1. A revolução portuguesa apresenta como valiosa experiência o facto de, numa situação revolucionária, mesmo não dispondo do poder político, as massas populares em movimento e em aliança com o MFA puderam transformar profundamente a sociedade, empreender e realizar profundas reformas das estruturas socioeconómicas, influenciar e condicionar o comportamento do poder político e contribuir para a consagração legal dos avanços revolucionários.

Os anos ulteriores mostram também a extraordinária capacidade das massas para resistir à contra-revolução mesmo quando desencadeada e desenvolvida pelo poder político.

Mas a experiência confirma também que a questão do poder acaba por determinar o curso da política nacional.


2. Divisões, conflitos e confrontos no MFA permitindo a retomada progressiva de posições nas Forças Armadas por elementos conservadores e revanchistas; a colaboração do PS e de sectores democráticos do MFA com os sectores mais conservadores e golpistas no novo quadro do Poder; o esquerdismo; o anticomunismo; a ingerência e pressão financeira, económica, política e diplomática do imperialismo; - abriram caminho ao desencadear de um processo contra-revolucionário, ao avanço das forças reacionárias e conservadoras no novo sistema de Poder em processo de formação e a alianças políticas que viriam a culminar no golpe do 25 de Novembro cujas consequências principais foram a liquidação de facto do MFA e uma radical alteração na correlação de forças.

A partir de 1976, em manifesto desrespeito pela Constituição da República e pela legalidade democrática, a política de sucessivos governos com composições partidárias diversas (PS sozinho, PS/CDS, PSD/CDS, PS/PSD, PSD), assim como alguns dos chamados governos «de iniciativa presidencial», adoptaram, como objectivo estratégico e linha de força de todas as políticas sectoriais, a restauração do capitalismo monopolista, com a sua dinâmica de exploração dos trabalhadores e de centralização e concentração de capital.


3. O processo contra-revolucionário, na sua obra de destruição das conquistas de Abril, desenvolveu-se e continua a desenvolver-se em cinco direcções fundamentais complementares e inseparáveis: a) a reconstituição e restauração das estruturas socioeconómicas do capitalismo monopolista de Estado; b) o agravamento da exploração dos trabalhadores, a liquidação de alguns dos seus direitos e liberdades e graves limitações de direitos sociais dos portugueses; c) a perversão do regime democrático tendente à instauração de um regime autoritário; d) a promoção e reposição de valores obscurantistas ou retrógados no domínio da cultura, das mentalidades e da ideologia; e) a aceitação, como opção estratégica, da crescente dominação do capital estrangeiro sobre a economia portuguesa e de limitações à soberania e independência nacionais.
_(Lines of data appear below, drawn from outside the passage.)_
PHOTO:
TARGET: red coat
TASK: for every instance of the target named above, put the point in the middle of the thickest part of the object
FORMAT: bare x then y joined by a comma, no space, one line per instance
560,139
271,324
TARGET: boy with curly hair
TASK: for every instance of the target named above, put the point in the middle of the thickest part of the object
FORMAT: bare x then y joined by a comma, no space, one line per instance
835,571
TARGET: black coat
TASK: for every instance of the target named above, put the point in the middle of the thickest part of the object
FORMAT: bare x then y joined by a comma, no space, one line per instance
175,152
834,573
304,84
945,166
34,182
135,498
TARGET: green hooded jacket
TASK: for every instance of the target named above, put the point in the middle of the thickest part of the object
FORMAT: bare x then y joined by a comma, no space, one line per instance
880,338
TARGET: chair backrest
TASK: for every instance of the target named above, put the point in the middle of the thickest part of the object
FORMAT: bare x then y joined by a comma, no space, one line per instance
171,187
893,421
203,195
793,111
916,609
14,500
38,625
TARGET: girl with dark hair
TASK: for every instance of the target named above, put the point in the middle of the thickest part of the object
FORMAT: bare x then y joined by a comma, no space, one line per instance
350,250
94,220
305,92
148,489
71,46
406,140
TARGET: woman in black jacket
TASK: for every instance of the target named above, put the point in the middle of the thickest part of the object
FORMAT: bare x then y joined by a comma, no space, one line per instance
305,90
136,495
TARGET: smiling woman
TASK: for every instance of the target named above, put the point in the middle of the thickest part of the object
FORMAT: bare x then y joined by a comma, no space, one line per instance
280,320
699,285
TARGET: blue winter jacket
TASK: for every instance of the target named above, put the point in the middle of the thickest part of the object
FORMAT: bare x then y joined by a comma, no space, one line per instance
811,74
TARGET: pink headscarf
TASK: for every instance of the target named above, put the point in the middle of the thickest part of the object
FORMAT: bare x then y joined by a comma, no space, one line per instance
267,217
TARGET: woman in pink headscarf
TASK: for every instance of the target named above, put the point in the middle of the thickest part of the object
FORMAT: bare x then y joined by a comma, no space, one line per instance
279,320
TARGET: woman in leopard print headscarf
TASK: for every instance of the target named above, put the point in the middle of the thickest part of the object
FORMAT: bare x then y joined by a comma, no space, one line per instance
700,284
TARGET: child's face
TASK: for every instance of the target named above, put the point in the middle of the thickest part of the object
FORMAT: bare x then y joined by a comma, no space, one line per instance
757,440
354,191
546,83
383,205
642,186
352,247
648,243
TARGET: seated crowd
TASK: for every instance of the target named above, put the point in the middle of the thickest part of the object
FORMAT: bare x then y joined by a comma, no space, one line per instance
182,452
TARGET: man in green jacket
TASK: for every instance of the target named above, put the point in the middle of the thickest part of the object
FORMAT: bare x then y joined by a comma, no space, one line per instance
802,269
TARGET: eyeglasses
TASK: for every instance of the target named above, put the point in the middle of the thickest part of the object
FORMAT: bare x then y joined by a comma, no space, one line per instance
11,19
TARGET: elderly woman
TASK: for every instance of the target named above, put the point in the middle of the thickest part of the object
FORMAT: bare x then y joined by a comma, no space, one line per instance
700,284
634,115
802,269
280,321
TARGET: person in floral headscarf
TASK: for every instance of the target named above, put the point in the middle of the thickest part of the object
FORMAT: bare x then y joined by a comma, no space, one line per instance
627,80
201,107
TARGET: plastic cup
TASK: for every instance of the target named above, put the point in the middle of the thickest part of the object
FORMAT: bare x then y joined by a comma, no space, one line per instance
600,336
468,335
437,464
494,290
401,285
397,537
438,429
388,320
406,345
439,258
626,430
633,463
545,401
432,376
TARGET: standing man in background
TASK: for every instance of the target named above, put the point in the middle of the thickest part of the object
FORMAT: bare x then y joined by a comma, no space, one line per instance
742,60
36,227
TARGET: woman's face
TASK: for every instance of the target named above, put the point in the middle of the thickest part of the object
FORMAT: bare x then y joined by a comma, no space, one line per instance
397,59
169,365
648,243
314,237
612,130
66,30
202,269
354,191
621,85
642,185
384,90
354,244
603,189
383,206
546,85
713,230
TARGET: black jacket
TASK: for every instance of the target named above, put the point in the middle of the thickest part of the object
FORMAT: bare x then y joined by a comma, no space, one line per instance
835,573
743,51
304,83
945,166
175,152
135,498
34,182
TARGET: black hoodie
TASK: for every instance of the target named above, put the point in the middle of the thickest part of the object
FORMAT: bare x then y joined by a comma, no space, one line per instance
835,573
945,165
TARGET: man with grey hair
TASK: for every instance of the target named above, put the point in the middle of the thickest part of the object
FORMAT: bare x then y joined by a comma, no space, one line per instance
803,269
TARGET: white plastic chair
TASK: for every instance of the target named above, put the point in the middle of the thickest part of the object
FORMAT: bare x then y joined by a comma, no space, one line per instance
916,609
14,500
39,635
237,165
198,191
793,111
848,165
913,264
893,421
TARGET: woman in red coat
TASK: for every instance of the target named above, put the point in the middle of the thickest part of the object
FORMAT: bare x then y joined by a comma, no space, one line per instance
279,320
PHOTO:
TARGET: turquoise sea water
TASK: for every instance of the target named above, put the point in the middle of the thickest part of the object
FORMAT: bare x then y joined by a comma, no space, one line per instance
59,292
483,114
A reconstituição e restauração das estruturas socioeconómicas do capitalismo monopolista desenvolveu-se numa planeada, coordenada e progressiva ofensiva contra as nacionalizações e outros sectores não capitalistas. Começou com a entrega ao patronato de empresas intervencionadas, cooperativas e empresas em autogestão. Reforçou-se com políticas de crédito, de investimentos, de preços e de comércio externo desfavoráveis às empresas nacionalizadas e com a nomeação para estas de gestores interessados no seu insucesso tendo como missão preparar as privatizações. Avançou com a entrega crescente das empresas públicas ao capital privado, até à totalidade do capital. E traduziu-se num historial de fraudes, subavaliações, leilões, esbulhos, casos de corrupção, entrega de milhões de contos de dinheiros do Estado e especulações bolsistas.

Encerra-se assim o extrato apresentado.